Worcestershire Journal - On simplicity and complexity
by Karl - November 25, 2008 10:22am
Whenever we got to talking about computers or the Internet, my father liked to remind me that, when he was a kid, radio didn’t exist. We got him a cell phone that he never used. One of his last purchases before he died a couple of years ago was an LCD TV. He bought it not for the improved picture quality, but because he could get the sound loud enough so that he could hear it without using up his hearing aid batteries.
He was a clever guy, Huck was. He built lots of interesting things from houses to boats to log splitters and stuff in between. The simplicity of the stuff that he build belies the amount of work and thought, what he called pondering, to make it simple.
Sometimes, necessity trumped subtlety. He needed to do some welding inside the camp. The welding machine was in the parking area by the boathouse and there was no easy way to bring it close enough so he could use the regular cables. He didn’t have (and didn’t want to buy) extra-long cables. So, he found some barbed wire from the old fence that marked the back boundary of the camp, hooked it up, and went to work. The barbed wire glowed red-hot, but he got the work done. Some 60 years later, you can still see the scorch marks on the window sill where the barbed wire came into the camp.
As clever as he was, however, he worked with things that he could see. The trend toward miniaturization, which began in the 50s with the advent of the transistor, made it difficult to know what was going on. Even though the magic of invisible radio waves was involved, you could see how an old radio worked by following the circuits and looking at the tubes. No longer. Wires disappeared into smaller and smaller chips and eventually reached the level of incomprehensibility.

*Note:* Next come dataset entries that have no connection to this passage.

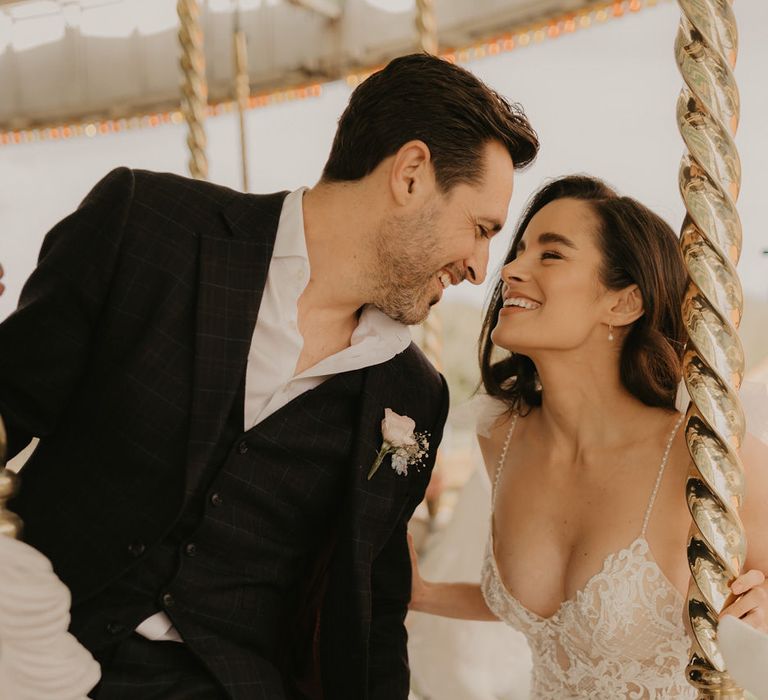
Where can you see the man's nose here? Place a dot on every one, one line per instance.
(514, 270)
(477, 265)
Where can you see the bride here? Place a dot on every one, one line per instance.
(586, 554)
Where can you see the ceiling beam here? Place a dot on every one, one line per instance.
(328, 8)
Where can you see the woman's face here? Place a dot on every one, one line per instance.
(553, 297)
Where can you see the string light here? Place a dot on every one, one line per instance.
(509, 41)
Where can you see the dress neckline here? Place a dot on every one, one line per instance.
(607, 560)
(581, 592)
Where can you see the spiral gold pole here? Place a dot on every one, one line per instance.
(194, 89)
(426, 26)
(709, 178)
(10, 523)
(432, 337)
(242, 93)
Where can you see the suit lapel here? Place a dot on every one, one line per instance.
(233, 267)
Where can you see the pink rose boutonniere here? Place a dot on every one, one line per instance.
(407, 447)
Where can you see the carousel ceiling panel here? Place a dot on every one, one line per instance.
(80, 59)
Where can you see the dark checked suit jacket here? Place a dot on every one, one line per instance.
(124, 356)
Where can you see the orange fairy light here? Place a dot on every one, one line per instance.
(555, 27)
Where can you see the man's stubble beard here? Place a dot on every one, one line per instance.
(405, 266)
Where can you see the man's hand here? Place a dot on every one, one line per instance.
(752, 603)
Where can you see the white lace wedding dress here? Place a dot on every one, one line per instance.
(621, 636)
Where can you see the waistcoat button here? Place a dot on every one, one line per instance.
(136, 548)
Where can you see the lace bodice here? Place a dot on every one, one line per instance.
(621, 636)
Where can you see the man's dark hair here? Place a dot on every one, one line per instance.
(430, 99)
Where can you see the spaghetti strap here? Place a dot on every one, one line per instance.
(502, 458)
(662, 467)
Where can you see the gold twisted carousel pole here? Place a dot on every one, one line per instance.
(242, 92)
(194, 89)
(432, 328)
(709, 179)
(426, 26)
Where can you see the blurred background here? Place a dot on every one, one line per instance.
(89, 85)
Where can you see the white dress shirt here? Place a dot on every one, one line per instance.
(276, 344)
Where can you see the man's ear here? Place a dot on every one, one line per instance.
(627, 307)
(411, 175)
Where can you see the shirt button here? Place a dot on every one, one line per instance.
(136, 548)
(115, 628)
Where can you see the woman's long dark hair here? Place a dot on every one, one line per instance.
(638, 247)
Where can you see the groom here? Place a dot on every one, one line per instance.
(208, 371)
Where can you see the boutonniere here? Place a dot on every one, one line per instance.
(408, 448)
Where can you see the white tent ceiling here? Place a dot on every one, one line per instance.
(71, 60)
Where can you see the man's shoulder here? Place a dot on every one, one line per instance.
(185, 201)
(416, 370)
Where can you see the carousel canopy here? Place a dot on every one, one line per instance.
(75, 60)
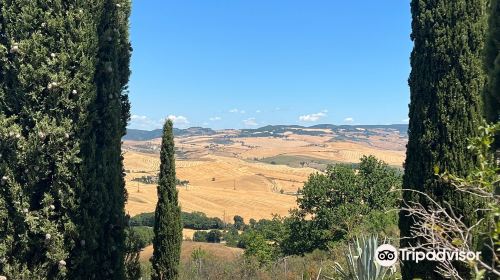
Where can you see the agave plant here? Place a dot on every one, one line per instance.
(361, 264)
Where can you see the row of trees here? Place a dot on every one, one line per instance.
(63, 111)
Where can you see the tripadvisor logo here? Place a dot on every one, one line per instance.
(387, 255)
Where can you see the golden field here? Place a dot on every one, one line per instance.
(253, 177)
(215, 249)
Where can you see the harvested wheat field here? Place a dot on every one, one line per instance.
(253, 177)
(215, 249)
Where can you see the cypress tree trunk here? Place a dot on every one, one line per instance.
(492, 63)
(102, 222)
(168, 228)
(64, 67)
(446, 83)
(47, 54)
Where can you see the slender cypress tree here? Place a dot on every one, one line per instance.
(64, 67)
(168, 228)
(446, 83)
(492, 63)
(102, 218)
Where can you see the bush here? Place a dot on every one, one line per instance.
(144, 235)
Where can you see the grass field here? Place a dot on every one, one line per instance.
(237, 177)
(215, 249)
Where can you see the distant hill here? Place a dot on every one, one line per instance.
(143, 135)
(270, 130)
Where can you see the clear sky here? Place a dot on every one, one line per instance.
(250, 63)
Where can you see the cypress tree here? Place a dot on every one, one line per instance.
(446, 84)
(63, 110)
(47, 53)
(101, 218)
(492, 63)
(168, 227)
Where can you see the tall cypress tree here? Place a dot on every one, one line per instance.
(492, 63)
(47, 53)
(446, 83)
(102, 218)
(63, 110)
(168, 228)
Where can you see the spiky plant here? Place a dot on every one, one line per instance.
(361, 264)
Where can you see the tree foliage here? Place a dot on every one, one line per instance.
(168, 226)
(492, 64)
(334, 205)
(446, 84)
(56, 212)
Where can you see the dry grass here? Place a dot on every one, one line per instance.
(215, 249)
(224, 182)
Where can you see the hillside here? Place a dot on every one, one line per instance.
(253, 172)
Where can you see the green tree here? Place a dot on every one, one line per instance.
(492, 63)
(100, 218)
(335, 205)
(257, 246)
(239, 223)
(446, 83)
(168, 227)
(133, 246)
(48, 61)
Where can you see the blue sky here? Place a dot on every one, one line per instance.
(250, 63)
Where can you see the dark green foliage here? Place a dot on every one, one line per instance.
(133, 246)
(143, 235)
(336, 205)
(168, 226)
(50, 85)
(213, 236)
(239, 223)
(143, 219)
(194, 220)
(492, 63)
(101, 217)
(232, 237)
(446, 85)
(47, 53)
(199, 221)
(257, 246)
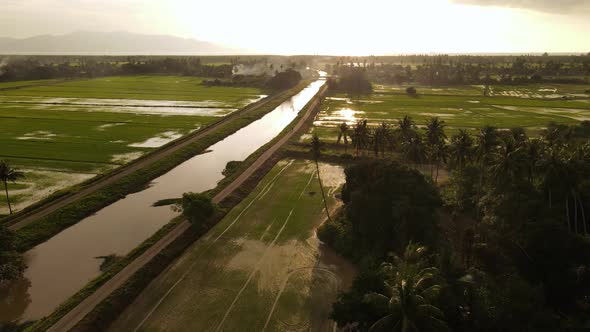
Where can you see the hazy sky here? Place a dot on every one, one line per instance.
(323, 26)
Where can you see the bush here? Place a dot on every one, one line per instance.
(197, 208)
(231, 167)
(285, 80)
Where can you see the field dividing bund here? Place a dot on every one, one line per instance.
(260, 267)
(54, 127)
(102, 288)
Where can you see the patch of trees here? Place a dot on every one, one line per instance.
(34, 68)
(459, 70)
(197, 208)
(284, 80)
(352, 81)
(508, 250)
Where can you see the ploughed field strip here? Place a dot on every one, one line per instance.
(531, 107)
(77, 129)
(260, 267)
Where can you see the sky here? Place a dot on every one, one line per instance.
(368, 27)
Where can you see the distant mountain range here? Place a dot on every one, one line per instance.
(111, 43)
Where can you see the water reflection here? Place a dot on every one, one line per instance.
(65, 263)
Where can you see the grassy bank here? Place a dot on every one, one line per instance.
(109, 309)
(53, 223)
(266, 236)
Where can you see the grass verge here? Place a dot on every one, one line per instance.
(55, 222)
(108, 310)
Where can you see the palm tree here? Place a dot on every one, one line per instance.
(411, 287)
(407, 128)
(8, 174)
(316, 146)
(508, 162)
(439, 154)
(343, 134)
(435, 138)
(414, 150)
(461, 148)
(380, 139)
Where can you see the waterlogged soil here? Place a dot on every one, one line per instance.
(462, 107)
(132, 106)
(261, 268)
(39, 184)
(65, 263)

In the 1970s, Ken Olsen, then CEO of Digital Equipment Corp., remarked that one of their latest systems was so complex that that no one person could understand the whole system. And, we’ve never turned back.
Before long, stuff became so complex that you reached that situation that Douglas Adams described, “If you try and take a cat apart to see how it works, the first thing you have in your hands is a non-working cat.”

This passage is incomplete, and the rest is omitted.